Dog Parks and Gentrification

When is a dog park more than just a park for dogs?

2 minute read

February 28, 2019, 1:00 PM PST

By James Brasuell @CasualBrasuell

Shibuya, Tokyo

Piu_Piu / Shutterstock

Kriston Capps reports on plans for a "luxury dog park" included in the controversial Lincoln Yards mega-development planned in Chicago.

When it’s completed over the next decade or so, the dog park nestled inside Lincoln Yards, a much-discussed $6 billion mega-development now taking shape on Chicago’s waterfront, could be the toniest pet playground in the nation. With its splash pool and pug-mug video installation—an homage to Millennium Park’s famous Crown Fountain—the only thing SOM’s design for Chicago puppers is missing is an oversized mirrored bone.

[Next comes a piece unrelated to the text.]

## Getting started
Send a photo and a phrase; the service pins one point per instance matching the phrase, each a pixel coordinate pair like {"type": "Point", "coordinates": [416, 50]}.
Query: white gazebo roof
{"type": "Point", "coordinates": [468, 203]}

Though the dog park is one of the least controversial components of the project, according to Capps, it's still a "small marker of disparity in the city." The consequences of this marker, "range from worrisome sign of neighborhood gentrification to outright structural inequality," writes Capps.

Capps details the imbalance of dog park locations in the city of Chicago, where the fine for allowing having a dog off-leash is $300. Tickets for off-leash dogs are disproportionately written in African-American neighborhoods, and dog parks are disproportionately located in affluent, whiter neighborhoods. "Almost all of Chicago’s dog parks fall in areas that are majority white, though such neighborhoods make up a relatively small part of Chicago’s geography," explains Capps.

Still, there's reason to think the imbalance might change. Plans for five dog parks are currently in the works for the South Side of Chicago. Capps also connects the Chicago example to the larger, national conversation about the growing influence of dog owners in parks and open space planning.